Let's take a look at the each of the files based on their location to get an understanding of how the filesystem works:
Location: Root Folder

karma.conf.js
- This is a configuration file for the test runner.
tsconfig.json, tsconfig.app.json, tsconfig.spec.json
- These files instruct the typescript compiler how it should compile the typescript code into javascript.
- There are a few different files because they run in slightly different environments and therefore need specific configs.
- You probably don't need to alter these files.
README
- A place to document an overview of your application so that people using it can understand its function.
package.json
- This is where you can register your projects dependencies via npm
- You can create scripts to abbreviate command line entries
angular.json
- controls the behaviour of the ANGULAR CLI
.gitignore
- files that your git version control system is instructed to ignore
node_modules
- All of the code for the dependencies that have been installed via npm.
- There's no reason to modify anything here since it will be overridden any time you reinstall something.
dist
- Where your compiled code lives after you run the ng build command.
- This is the code that will eventually be deployed to a server or hosting account.
- All the files the end user needs to view your application in a browser.
- Never need to modify it directly.
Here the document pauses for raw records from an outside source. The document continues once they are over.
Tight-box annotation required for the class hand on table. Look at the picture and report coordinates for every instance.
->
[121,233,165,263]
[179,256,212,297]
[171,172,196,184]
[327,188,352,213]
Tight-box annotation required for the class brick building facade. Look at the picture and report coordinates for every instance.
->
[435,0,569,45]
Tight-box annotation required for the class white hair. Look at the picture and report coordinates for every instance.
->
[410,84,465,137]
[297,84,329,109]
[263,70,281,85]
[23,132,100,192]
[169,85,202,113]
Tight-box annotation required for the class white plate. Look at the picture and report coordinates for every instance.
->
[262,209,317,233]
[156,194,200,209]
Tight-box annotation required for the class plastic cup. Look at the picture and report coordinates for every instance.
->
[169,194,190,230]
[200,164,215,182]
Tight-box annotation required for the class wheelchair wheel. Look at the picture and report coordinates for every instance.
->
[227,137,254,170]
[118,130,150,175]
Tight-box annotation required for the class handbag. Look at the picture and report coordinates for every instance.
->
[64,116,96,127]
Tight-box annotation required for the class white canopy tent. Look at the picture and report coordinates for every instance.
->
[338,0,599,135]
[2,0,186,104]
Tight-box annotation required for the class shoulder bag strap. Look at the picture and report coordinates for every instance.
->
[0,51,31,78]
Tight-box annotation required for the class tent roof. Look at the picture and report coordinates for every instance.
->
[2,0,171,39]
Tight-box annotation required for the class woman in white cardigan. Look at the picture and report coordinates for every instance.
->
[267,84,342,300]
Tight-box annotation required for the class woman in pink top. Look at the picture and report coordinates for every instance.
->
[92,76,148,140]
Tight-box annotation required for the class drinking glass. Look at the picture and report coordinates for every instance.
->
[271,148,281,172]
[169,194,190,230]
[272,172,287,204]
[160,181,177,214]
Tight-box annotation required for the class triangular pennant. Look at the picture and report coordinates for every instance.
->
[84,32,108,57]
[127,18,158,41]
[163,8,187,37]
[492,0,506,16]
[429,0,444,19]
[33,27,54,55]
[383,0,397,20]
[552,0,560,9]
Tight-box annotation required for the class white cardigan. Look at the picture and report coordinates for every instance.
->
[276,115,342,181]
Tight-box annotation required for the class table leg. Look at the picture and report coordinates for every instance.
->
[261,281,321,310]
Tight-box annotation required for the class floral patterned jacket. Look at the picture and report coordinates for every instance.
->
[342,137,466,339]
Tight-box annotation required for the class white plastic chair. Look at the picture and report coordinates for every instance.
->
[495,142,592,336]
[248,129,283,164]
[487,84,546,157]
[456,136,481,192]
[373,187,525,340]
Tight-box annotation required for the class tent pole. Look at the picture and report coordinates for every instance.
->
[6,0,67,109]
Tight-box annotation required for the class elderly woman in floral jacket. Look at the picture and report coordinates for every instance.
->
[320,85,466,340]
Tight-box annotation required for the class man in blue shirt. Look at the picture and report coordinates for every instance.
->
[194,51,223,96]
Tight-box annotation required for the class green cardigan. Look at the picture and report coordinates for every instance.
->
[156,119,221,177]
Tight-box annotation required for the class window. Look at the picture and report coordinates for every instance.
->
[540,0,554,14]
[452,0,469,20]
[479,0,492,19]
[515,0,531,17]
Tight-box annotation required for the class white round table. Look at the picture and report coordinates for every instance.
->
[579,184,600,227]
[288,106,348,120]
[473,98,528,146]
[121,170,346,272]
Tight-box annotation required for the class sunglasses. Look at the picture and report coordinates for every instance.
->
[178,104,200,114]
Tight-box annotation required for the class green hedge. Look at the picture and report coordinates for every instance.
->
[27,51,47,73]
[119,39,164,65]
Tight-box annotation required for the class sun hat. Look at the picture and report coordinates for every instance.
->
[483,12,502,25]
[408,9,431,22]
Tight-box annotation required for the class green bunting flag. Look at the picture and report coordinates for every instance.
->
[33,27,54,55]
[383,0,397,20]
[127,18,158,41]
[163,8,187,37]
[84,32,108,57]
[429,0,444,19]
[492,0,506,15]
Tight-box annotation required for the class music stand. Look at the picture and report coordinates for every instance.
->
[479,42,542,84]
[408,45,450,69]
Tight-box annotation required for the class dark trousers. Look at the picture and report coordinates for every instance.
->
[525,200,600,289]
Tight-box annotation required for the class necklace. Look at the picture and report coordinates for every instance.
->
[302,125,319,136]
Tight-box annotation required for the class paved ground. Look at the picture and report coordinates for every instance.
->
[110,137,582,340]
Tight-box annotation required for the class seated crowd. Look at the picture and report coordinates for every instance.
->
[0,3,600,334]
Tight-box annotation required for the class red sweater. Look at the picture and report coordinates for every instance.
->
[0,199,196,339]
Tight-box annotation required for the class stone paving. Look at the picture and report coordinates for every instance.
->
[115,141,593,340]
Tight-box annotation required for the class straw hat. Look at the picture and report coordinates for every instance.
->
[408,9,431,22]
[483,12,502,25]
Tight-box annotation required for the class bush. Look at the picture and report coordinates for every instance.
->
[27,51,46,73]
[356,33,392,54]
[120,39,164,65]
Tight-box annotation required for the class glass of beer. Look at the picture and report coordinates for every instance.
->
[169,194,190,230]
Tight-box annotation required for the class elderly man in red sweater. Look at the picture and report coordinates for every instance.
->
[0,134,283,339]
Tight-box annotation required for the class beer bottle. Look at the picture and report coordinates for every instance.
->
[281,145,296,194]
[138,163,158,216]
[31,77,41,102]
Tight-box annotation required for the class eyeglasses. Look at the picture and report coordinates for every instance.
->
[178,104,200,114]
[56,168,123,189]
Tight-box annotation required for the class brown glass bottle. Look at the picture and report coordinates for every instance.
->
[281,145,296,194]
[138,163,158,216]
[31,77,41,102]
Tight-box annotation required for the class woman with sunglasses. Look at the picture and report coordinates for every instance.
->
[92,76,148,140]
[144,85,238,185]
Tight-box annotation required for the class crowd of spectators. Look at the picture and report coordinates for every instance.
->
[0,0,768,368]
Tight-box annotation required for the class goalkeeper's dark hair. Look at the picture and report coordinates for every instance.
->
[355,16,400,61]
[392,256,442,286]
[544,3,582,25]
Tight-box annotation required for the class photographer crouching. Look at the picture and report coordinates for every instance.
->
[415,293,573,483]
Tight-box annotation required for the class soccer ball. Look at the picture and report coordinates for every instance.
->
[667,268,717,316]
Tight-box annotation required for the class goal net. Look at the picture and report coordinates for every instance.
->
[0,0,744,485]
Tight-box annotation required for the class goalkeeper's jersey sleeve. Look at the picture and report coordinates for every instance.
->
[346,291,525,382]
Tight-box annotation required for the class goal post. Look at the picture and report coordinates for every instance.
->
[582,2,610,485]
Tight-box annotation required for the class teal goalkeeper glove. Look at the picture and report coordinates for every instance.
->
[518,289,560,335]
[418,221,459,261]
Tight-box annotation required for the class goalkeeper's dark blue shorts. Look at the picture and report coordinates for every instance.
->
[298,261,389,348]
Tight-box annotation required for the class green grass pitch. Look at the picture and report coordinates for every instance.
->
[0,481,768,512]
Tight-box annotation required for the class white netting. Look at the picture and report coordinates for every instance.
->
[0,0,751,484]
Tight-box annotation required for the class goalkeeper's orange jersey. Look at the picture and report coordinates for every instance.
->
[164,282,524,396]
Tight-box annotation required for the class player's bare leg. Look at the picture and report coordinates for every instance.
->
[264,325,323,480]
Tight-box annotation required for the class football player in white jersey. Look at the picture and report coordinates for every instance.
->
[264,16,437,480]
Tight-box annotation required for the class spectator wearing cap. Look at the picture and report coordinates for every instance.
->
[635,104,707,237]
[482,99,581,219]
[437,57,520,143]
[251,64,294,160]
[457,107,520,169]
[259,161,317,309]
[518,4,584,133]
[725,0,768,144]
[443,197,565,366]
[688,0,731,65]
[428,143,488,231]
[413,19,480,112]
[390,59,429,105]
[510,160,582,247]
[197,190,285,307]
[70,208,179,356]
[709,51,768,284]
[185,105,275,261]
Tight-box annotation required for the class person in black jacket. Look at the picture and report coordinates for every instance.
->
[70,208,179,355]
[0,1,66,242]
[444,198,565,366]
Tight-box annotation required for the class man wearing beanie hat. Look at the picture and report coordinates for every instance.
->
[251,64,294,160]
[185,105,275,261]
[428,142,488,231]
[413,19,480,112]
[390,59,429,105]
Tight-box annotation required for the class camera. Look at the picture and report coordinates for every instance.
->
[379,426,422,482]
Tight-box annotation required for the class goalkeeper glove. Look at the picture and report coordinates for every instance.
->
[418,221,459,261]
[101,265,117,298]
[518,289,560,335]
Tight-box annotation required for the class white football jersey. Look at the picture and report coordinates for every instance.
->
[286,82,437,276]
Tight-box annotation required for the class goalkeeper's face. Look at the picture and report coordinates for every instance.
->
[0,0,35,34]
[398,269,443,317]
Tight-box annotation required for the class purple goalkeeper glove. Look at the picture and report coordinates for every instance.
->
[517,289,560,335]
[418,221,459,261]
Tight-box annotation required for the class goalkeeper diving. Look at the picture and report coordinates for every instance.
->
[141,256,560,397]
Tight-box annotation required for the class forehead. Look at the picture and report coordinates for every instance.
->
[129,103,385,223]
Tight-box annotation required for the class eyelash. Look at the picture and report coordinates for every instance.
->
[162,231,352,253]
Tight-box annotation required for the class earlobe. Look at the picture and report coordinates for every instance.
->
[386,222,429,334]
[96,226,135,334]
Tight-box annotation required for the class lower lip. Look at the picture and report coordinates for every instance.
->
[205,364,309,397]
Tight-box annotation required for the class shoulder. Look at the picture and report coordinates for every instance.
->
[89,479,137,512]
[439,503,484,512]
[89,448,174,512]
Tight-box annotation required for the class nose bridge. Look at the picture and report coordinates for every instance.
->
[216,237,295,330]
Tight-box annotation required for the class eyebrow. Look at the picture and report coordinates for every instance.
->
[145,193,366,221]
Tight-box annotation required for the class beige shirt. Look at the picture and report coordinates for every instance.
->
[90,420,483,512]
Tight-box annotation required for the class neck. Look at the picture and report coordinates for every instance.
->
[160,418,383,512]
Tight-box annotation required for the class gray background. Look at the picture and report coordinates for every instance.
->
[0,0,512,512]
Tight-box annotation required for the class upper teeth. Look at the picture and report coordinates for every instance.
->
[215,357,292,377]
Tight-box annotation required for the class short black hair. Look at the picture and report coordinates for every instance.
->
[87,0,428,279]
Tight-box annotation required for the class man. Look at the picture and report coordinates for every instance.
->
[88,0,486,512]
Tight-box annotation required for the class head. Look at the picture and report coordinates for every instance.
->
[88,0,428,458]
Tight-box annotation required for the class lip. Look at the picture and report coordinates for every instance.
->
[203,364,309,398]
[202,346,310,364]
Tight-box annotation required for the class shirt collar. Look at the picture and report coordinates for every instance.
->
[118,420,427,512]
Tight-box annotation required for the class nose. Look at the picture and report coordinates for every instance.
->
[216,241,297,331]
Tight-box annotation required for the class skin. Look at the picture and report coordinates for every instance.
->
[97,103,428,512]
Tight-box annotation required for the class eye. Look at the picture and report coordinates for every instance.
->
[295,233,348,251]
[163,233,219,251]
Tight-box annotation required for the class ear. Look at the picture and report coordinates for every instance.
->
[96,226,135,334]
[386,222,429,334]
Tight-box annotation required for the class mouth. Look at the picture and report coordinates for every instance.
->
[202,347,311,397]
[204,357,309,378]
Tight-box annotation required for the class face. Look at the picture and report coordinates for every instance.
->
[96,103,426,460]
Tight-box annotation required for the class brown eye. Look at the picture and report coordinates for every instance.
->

It will be overridden anyway any time an ng build or ng serve command is run.
Location: root > src
- This is where most of your development will take place. Contains the source code for your application

main.ts
- The application starts here! It's kind of like a starting point for angular to run the app
test.ts
- This file is needed by your karma.conf.js to set up your testing environment
index.html
- This file is the page where your application is rendered. The
<app-root></app-root>element is rendered here. - You can link css files from this page such as google fonts.
- You can manage meta tags for social media bots.
styles.scss/style.css
- This is where you can include css that will apply to your entire application
Location: root > src > environment
environment.ts, environment.prod.ts
- Here you can manage variables that might differ depending on if your developing or your app is in production.
- Might include variables like API keys.
Location: root > src > assets
- Includes images or other asset files that will be copied to your dist folder when you build your application.
Location: root > src > app
- This folder contains all the code you will write for your application.
- This is where the Angular CLI will generate components, directives and services

app.component.scss/css
- This stylesheet is css that is scoped to the component you have generated.
- Handy because you can write styles that don't conflict with other stylesheets.
app.component.html
- Template code that is used by the app.component.ts file.
- Describes the HTML structure of your component.
- Magic happens here because you can use directives, interpolate data and many other things.
- Not necessary for simple files if you want to write the template code in-line with the app.component.ts file
app.component.ts
- In this file you will build your component to define the structure and functionality of part of your applications view
app.module.ts
- In this file you will bring together all your components and other files that make up a particular feature into an organized package.
app.routing.module.ts
- This file serves as a place where you can specify which component should be shown or which module should be loaded when the user navigates to a URL path either directly or by means of actions like clicking a button etc.